Dolomites from the productive Osa horizon (upper subformation of the Lower Cambrian Bilir Formation) in the Talakan petroleum field show a prominent 1–2‰ decrease in δ¹⁸O (from 23–24 to 21–22‰), which presumably marks a zone of relatively high water/rock ratios. Productive boreholes are characterized by moderate δ³⁴S values (from 25.1 to 30.6‰) and negative correlation between δ³⁴S in anhydrite and δ¹⁸O in associated dolomite, which points to a partial sulfate reduction during catagenesis. In nonproductive borehole, δ³⁴S values increase significantly (from 31.4 to 35.6‰) and show positive correlation with δ¹⁸O in dolomite. Rocks recovered by nonproductive borehole possibly recrystallized during early diagenesis, and, correspondingly lost their permeability and capacity to form pores.

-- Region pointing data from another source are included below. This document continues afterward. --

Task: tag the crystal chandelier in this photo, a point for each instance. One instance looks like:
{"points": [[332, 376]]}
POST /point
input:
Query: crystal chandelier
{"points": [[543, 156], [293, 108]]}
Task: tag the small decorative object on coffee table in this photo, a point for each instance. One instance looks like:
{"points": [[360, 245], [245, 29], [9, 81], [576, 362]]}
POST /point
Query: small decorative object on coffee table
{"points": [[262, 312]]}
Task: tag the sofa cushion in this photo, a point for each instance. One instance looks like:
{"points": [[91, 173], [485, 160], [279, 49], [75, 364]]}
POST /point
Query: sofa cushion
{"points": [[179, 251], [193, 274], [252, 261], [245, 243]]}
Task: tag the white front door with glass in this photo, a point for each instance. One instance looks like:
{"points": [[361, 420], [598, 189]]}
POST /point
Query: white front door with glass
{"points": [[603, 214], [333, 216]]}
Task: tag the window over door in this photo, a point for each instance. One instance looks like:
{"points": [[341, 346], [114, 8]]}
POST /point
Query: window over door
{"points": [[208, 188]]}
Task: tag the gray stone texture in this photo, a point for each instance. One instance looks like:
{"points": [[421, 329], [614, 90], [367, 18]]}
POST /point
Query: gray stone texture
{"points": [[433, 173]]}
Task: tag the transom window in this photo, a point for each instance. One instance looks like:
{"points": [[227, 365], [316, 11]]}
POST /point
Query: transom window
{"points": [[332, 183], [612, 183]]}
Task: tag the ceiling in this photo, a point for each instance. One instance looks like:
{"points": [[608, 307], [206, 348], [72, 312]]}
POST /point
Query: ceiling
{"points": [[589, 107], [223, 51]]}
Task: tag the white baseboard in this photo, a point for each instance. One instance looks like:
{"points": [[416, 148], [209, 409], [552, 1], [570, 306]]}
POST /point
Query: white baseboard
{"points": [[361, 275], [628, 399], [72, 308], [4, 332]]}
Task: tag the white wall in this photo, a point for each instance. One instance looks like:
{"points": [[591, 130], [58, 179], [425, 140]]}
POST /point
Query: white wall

Limestones and dolomites of the Osa horizon have a carbon isotopic composition within the range of normal marine carbonates (δ¹³C = 0 ± 1 ‰), which does not indicate a significant role of organic matter in postsedimentary recrystallization of carbonate sediments. A positive δ¹³C excursion up to 4.5‰ recorded in the lower subformation of the Bilir Formation presumably occurred at the sedimentation stage under conditions of high rates of bioproductivity and organic matter burial in sediments.